This book bundles together three volumes in which Scottish Minister and Theologian David Dickson (c. 1583–1663) offers his commentary on the psalms, including A Brief Explication of the First Fifty Psalms, A Brief Explication of the Other Fifty Psalms, and A Brief Explication of the Last Fifty Psalms, all printed in this second edition in 1655. At the time of publication, Cromwell was Lord Protector in England, and Dickson was known for having played a role in the fight against episcopal rule of the Church of Scotland and having been present at the welcoming of Charles II there in 1650. He would refuse to take the Oath of Supremacy at the Restoration in 1660. These acts would presumably have been meaningful to the earliest owners of the book.

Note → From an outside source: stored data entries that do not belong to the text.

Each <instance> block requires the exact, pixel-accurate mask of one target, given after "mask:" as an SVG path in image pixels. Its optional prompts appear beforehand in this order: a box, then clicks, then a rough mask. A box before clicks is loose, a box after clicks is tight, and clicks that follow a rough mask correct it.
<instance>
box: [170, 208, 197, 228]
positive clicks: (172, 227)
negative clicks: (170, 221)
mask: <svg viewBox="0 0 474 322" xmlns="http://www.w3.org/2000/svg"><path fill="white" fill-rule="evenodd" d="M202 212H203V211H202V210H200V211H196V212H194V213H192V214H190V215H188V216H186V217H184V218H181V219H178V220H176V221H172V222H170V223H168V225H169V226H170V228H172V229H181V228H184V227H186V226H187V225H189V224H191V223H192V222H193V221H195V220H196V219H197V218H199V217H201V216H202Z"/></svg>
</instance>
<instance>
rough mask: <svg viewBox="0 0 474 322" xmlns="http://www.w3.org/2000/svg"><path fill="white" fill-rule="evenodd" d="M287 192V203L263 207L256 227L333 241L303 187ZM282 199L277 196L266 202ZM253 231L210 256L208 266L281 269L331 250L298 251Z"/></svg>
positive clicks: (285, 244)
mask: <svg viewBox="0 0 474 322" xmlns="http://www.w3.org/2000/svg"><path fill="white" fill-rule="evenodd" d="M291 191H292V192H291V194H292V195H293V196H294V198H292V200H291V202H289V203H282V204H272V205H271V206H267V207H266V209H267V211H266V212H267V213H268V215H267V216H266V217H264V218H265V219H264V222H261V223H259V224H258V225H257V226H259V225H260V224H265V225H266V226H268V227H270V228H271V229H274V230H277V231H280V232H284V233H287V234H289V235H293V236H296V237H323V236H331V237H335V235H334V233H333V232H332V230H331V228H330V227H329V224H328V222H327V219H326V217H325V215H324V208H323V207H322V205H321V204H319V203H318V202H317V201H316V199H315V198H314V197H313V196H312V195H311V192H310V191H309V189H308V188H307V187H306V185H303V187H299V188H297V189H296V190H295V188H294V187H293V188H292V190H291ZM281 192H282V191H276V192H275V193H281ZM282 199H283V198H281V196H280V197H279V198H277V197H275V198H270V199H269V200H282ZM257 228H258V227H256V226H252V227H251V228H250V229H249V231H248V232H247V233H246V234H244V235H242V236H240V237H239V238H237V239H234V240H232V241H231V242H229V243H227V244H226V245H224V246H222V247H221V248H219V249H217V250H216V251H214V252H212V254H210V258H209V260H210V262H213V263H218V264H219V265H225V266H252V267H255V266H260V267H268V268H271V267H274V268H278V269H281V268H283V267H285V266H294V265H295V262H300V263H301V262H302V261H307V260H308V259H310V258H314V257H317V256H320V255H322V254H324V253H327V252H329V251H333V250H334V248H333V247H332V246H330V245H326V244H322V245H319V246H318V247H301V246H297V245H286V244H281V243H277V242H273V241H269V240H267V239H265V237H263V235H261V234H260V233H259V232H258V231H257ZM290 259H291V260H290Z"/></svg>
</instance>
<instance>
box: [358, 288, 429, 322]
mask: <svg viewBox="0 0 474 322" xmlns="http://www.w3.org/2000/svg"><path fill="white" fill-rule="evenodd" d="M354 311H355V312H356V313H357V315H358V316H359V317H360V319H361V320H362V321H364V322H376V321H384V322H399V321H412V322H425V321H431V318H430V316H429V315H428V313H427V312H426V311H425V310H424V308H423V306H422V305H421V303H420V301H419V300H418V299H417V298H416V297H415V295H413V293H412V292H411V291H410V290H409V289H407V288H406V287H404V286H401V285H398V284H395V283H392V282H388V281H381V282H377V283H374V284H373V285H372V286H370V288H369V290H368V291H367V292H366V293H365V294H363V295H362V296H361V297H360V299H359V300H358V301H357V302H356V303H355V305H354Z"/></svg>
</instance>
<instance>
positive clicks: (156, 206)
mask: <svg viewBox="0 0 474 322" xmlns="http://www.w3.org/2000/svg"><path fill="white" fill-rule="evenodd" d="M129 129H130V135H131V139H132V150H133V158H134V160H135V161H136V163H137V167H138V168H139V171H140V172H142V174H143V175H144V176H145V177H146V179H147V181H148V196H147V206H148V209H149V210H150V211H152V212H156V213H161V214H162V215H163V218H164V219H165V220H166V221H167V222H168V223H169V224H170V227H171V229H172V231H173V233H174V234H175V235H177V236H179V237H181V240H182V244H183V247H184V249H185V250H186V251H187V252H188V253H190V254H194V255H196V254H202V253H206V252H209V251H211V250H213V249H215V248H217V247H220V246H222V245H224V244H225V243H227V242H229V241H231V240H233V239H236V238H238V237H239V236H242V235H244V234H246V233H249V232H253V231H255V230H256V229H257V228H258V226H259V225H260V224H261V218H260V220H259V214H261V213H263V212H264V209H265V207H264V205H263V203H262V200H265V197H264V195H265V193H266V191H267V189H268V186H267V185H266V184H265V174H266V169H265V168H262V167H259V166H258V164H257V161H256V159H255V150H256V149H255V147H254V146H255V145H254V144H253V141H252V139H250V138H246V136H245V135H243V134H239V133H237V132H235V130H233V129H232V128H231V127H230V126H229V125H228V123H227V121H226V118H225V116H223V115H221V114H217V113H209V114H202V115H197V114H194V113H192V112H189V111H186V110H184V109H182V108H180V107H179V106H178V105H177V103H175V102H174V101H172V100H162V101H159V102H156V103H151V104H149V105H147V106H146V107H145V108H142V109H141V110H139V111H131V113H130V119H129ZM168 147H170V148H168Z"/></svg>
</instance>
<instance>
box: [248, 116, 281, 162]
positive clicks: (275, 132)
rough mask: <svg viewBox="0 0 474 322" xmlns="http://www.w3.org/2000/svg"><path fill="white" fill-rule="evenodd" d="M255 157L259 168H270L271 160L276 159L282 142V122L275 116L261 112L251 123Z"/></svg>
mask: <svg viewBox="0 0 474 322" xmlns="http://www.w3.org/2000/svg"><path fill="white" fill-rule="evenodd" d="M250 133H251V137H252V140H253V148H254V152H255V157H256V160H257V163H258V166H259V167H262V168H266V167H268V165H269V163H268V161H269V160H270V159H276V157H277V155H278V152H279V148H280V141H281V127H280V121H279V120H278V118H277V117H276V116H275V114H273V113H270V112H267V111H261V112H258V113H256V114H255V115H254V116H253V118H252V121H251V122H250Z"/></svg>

In 1759, when Mary Butler of Lancaster signed the book, this copy was over a hundred years old and Dickson’s part in the Civil Wars a distant memory. She signed her name with the addition of the phrase “her book” along with place and date and some flourishes underneath. Additional dates appear above her name with some faded signatures from previous owners.
I have not been able to trace who Mary Butler was, given that it is a common name. But explications of psalms had long been popular among Protestant women readers, who used them for contemplative purposes. The first of the three works by Dickson was dedicated to two women, Margaret Douglas, the Marchioness of Argyle (1610–c. 1678), and her daughter Lady Anne Campbell (d. before 1660), the wife and daughter of Scotland’s de-facto leader during the Interregnum. In it, Dickson specifically addresses the mother-daughter bond in ways that must have appealed to female readers of different generations:
the daughter finding her self led by her Mothers hand, in her tender youth unto Christ the Saviour, looketh on her as her mother twice; and the Mother having power and place to draw the vaile of her daughters virginall modesty, retirednesse, and prudence, which concealeth much of the lustre of accomplishments from the sight of others who stand at a greater distance, doth look upon her notable endowments, and growing graces, as more then a recompence of all the paines sustained in bringing forth, and bestowed upon education of such a plant so wel fitted for that which is most desirable in earth and heaven(Sig. A3v)
Though I have not found more female signatures in it, this particular copy of Dickson’s work was clearly much read and has been heavily annotated with notes in what looks like a different hand from Mary Butler’s.
Like other devotional books, this copy shows that it was used for many years and passed down generations of readers, which included women.